Perplessità sulle nuove nomine vengono espresse da Bruno Pigozzo, vicepresidente del consiglio regionale, che dal territorio dell’Asl 13 proviene: «La prospettiva di una Asl Serenissima andava anche bene, soprattutto se deve partire la Città metropolitana. Che in realtà, però, è ancora zoppa. Sta però venendo fuori un pasticcio: Zaia si è trovato a dover frenare sull’Azienda Zero, per problemi politici e tecnici e sulle Asl provinciali non ha avuto il coraggio di fare il passo. La nomina di Dal Ben per la Asl 12, la 13 e la 14 e Bramezza per il Veneto Orientale palesa una mancanza di coraggio ed è incoerente rispetto a quanto annunciato. Preoccupa poi, al di là delle poltrone, il mantenimento dei servizi: non so se la nomina di Dal Ben sia un inizio per ridefinire i ruoli per gli ospedali di Dolo, Mirano e il destino di quello di Noale».
Per il presidente della Conferenza dei sindaci dell’Asl 13, Silvano Checchin: «Più che appassionarci ai nomi restiamo preoccupati per le mancate risposte della Regione sui temi dei nostri ospedali. Al di là delle nomine desidereremo capire che ruolo potrà svolgere il sistema sanitario dell’Asl 13, riguardo, in particolare, questioni aperte come la specializzazione degli ospedali di Dolo e Mirano, gli interventi da fare per il loro adeguamento strutturale e le risorse ancora inutilizzate. Chiederò presto un incontro con Dal Ben, a cui auguro buon lavoro e soprattutto chiedo fin d’ora un rapporto stretto e costante con la conferenza dei sindaci».

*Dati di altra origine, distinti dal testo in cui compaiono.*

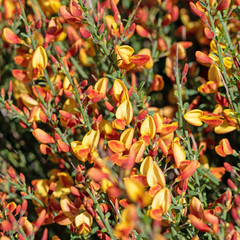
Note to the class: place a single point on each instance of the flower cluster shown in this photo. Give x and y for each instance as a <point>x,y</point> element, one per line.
<point>134,109</point>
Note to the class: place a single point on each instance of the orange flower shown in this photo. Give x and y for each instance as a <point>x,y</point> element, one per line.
<point>39,59</point>
<point>148,127</point>
<point>10,37</point>
<point>224,148</point>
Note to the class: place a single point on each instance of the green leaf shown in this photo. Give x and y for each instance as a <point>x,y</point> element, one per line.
<point>24,35</point>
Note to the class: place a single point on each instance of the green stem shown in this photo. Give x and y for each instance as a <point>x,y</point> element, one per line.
<point>101,214</point>
<point>219,50</point>
<point>62,136</point>
<point>49,82</point>
<point>76,94</point>
<point>130,21</point>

A Mirano, dove ha sede la direzione generale “commissariata”, il sindaco Maria Rosa Pavanello apre al confronto: «Ci sono perplessità su questi accorpamenti», afferma, «e chiediamo ovviamente garanzie. Mi auguro però che Dal Ben sia un interlocutore
capace di dialogare con il territorio e soprattutto auspico che non venga penalizzato il nostro ospedale e che i servizi di questa Asl, tra le più efficienti e le meno finanziate in Veneto, vengano mantenuti, superando le disparità di trattamento con altre aziende».